Cette destruction à la muette augmentera certainement le
tableau ; il ne nous sera pas interdit, en outre, de surveiller les arbres
des environs, s'il y en a, et d'en descendre ce qui pourra venir s'y percher en
supplément. Les jours de grand passage, si notre hutte est assez vaste, nous
pourrons charger quelque camarade de prendre en main la carabine.
Ainsi pratiquée, la chasse à la hutte gagne en intérêt
sportif et voit son rendement sensiblement augmenté.

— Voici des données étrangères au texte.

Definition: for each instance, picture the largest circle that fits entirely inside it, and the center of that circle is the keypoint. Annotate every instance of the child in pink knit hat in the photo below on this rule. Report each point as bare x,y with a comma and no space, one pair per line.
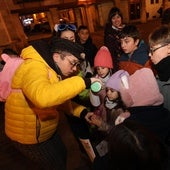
103,66
12,62
145,103
112,103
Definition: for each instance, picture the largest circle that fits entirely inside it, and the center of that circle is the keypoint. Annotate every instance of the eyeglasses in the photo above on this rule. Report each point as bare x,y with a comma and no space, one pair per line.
63,27
153,50
73,64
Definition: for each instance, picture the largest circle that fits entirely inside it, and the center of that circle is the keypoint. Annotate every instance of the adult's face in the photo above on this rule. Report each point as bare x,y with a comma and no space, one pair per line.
67,63
117,21
68,34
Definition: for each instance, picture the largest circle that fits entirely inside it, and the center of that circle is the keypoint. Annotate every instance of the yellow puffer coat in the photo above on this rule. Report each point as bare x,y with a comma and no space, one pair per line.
37,92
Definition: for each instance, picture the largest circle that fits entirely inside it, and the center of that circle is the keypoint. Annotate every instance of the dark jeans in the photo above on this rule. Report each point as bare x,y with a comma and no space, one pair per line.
50,154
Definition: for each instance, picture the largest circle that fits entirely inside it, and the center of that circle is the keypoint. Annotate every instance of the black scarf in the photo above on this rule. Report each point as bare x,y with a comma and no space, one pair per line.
163,69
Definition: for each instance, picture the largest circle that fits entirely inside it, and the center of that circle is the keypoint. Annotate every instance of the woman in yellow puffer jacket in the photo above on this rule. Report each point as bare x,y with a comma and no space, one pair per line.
40,89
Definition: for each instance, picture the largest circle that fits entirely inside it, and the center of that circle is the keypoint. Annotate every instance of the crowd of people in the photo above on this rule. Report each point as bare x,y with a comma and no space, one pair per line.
116,98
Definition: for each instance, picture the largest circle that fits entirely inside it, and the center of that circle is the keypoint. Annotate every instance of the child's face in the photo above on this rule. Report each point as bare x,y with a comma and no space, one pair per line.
159,52
111,94
68,34
117,21
129,45
84,35
102,71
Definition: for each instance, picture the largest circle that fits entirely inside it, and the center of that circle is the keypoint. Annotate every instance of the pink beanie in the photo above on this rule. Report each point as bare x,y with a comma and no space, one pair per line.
103,58
143,89
114,81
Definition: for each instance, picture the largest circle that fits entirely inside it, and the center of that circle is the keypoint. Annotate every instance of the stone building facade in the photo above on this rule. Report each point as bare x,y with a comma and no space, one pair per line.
24,20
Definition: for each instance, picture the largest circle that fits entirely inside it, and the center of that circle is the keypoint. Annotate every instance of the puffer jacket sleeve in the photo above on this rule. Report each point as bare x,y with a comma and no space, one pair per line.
41,85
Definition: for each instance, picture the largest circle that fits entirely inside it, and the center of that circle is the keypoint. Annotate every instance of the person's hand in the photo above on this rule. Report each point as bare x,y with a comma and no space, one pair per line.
96,120
122,117
94,79
88,117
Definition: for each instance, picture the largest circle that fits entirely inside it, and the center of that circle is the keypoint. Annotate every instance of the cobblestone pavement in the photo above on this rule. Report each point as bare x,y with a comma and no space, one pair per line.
11,159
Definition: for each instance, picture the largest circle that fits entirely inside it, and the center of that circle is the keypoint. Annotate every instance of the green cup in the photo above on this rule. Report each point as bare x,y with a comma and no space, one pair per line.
96,87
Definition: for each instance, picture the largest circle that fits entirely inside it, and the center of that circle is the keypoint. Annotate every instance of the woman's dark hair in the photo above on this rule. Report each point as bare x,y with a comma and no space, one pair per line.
166,16
133,147
113,12
130,31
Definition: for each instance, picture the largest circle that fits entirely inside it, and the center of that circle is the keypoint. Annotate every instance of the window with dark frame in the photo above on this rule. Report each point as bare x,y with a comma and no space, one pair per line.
23,1
152,1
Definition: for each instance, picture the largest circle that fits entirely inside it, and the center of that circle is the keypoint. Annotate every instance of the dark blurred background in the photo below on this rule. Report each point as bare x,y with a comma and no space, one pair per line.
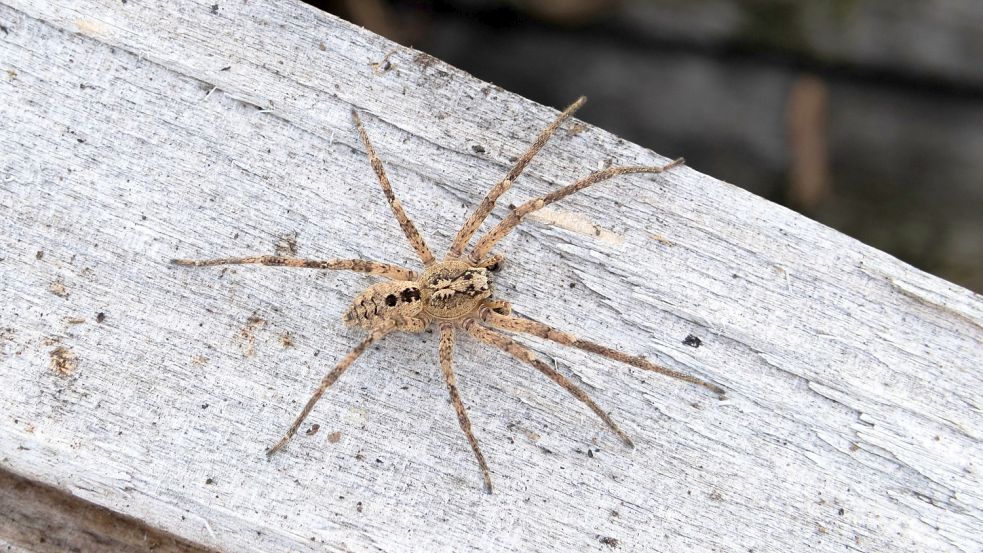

Dans le même ordre d'idées, nous terminerons par quelques
mots sur les munitions destinées au tir des gibiers posés sur des arbres
élevés, de hauteur bien connue. C'est le cas, par exemple, de la chasse aux
grives pendant l'hiver, alors qu'elles abondent dans les touffes de gui qui
garnissent certains hauts peupliers. Le tir à balle serait bien tentant, mais
il nous a toujours paru d'un faible rendement exécuté à bras francs sur un
objectif aussi petit que la grive.
En outre, l'oiseau se trouve souvent protégé par les
brindilles environnantes, nécessitant l'emploi d'un plomb plus gros que celui
qui répond exactement à la masse de la grive. Il convient donc de rechercher
ici le groupement serré d'une cartouche ordinaire (la grive le vaut bien) et de
s'assurer par quelques tirs en cible, à distance égale à la hauteur des arbres
(1), que la densité du groupement est suffisante ; en général, le n°8
conviendra bien jusqu'à 30 mètres, ce qui constitue une bonne distance, compte
tenu de l'obliquité possible du tir.
Nous pouvons également recommander le n°6 sur le pigeon
ramier. Sur ce dernier gibier, le tir à balle aurait quelque chance de succès
si la visibilité était suffisante, ce qui n'est pas toujours le cas.
Nous serions heureux si quelques-uns de nos lecteurs
trouvaient dans ces notes l'occasion de perfectionner leurs méthodes de chasse.
M. MARCHAND,
Ingénieur E. C. P.
(1) Nous rappelons que la dispersion est la même en tir
vertical ou en tir horizontal, à égalité de distance.